Sources in Mashonaland West province said war veterans were threatening to seize land from resettled farmers if they failed to back ZANU-PF positions on the new Zimbabwean constitution in public outreach sessions

The parliamentary committee in charge of revising Zimbabwe's constitution ruled this week that liberation war veteran firebrand Jabulani Sibanda, accused of intimidating villagers in Masvingo province, should leave the province.

Parliamentary Select Committee Co-Chairman Douglas Mwonzora said ZANU-PF and both wings of the Movement for Democratic change agreed Sibanda should be ordered out in the interest of the public outreach process.

Sibanda is accused of terrorizing villagers in Bikita West to ensure they adopt positions favored by the former ruling ZANU-PF party of President Robert Mugabe. He has also been accused by MDC officials of being involved in last Friday's burning of the home of a local official of the MDC branch led by Prime Minister Morgan Tsvangirai.

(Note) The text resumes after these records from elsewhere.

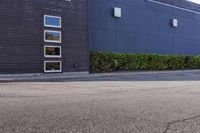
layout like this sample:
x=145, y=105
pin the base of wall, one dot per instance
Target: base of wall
x=44, y=75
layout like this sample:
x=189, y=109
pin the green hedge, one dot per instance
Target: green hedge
x=110, y=62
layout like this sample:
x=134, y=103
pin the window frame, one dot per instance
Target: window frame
x=53, y=26
x=53, y=71
x=52, y=56
x=53, y=41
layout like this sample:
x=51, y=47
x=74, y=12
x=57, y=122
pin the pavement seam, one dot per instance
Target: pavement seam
x=179, y=121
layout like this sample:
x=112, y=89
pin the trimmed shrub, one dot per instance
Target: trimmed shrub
x=112, y=62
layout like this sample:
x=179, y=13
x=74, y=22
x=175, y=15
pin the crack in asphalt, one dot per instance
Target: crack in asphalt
x=179, y=121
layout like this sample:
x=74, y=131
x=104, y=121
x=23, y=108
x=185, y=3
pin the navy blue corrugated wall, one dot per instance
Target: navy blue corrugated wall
x=144, y=28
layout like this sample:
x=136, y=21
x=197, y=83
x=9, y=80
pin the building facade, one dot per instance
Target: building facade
x=43, y=36
x=145, y=26
x=54, y=36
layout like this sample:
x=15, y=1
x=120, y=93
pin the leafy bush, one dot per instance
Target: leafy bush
x=110, y=62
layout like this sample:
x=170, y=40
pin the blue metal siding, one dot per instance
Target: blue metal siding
x=145, y=27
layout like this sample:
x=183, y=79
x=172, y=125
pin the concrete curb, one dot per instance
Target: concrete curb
x=81, y=76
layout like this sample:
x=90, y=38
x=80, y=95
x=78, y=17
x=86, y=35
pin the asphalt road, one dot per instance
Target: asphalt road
x=101, y=106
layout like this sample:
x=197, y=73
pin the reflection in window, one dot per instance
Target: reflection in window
x=52, y=51
x=52, y=36
x=52, y=66
x=52, y=21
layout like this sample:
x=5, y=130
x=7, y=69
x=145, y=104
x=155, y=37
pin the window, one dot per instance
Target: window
x=52, y=51
x=52, y=36
x=52, y=66
x=52, y=21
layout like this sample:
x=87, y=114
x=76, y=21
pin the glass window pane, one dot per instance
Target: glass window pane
x=52, y=51
x=53, y=36
x=52, y=21
x=53, y=66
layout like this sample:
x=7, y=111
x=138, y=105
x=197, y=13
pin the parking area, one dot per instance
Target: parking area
x=106, y=105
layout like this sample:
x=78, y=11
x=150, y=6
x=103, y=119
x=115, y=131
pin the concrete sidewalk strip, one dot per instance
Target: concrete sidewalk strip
x=86, y=75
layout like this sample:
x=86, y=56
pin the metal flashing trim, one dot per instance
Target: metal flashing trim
x=173, y=6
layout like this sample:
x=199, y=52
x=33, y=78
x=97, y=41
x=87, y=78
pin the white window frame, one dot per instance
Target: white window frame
x=52, y=56
x=52, y=71
x=53, y=41
x=53, y=26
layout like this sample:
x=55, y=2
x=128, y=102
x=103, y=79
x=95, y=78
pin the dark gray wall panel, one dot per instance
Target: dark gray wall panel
x=145, y=27
x=21, y=36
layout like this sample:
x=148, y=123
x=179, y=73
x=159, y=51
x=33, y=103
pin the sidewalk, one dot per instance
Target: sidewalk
x=84, y=76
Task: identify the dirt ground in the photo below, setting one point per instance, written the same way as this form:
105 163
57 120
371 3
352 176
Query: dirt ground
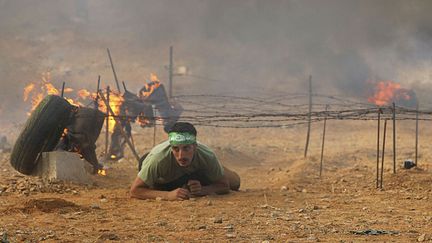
282 197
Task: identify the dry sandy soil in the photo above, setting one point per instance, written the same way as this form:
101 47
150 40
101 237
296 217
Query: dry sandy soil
282 197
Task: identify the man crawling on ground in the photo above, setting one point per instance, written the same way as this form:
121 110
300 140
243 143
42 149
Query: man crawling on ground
181 167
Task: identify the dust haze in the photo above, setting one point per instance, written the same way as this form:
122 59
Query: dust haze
246 47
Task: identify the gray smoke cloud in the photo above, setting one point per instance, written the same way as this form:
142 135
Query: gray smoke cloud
240 47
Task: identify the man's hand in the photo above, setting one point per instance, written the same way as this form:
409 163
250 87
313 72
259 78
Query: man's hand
194 187
178 194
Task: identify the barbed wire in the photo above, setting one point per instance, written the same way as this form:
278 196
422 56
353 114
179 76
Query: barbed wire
283 111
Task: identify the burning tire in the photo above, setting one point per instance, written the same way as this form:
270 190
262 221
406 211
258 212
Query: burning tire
41 132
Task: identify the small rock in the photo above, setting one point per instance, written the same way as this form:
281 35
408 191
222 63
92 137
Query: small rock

Outreach meetings resumed in Masvingo on Wednesday after MDC team members ended a boycott over the alleged abuses by Sibanda. The team members accused Sibanda of threatening their supporters at a rally at Mashoko Business Center last week in addition to playing a role in the alleged home arson.

Tsvangirai MDC team leader and Zaka Central legislator Harrison Mudzuri told VOA Studio 7 reporter Jonga Kandemiiri that team members were pleased Sibanda has left the province.

Elsewhere, sources in Mashonaland West province said war veterans were threatening to seize land from resettled farmers if they failed to back ZANU-PF positions on the new constitution. The reports followed an incident in Karoi on Wednesday where sources said eight villagers were ejected from a meeting at the Cornerstone Shopping Center for expressing views on the constitution contrary to those urged upon them by war veterans.

Sources said the eight were accused of being from outside the area but only after they had voiced their opinions.

The sources said the eight people initially refused to leave the meeting but were forced to go when a commotion ensued. MDC senator and outreach team member John Mahlaba said such incidents were on the rise and that war veterans were calling morning meetings before outreach sessions to instruct people what to say.

Meetings in Mashonaland East and Central, Masvingo and Manicaland provinces failed to take place Wednesday due to fuel shortages among outreach teams. Some sources said donors failed to come up with funds on time. Committee Co-Chair Mwonzora said the meetings will pick up Thursday as the government is meeting fuel costs.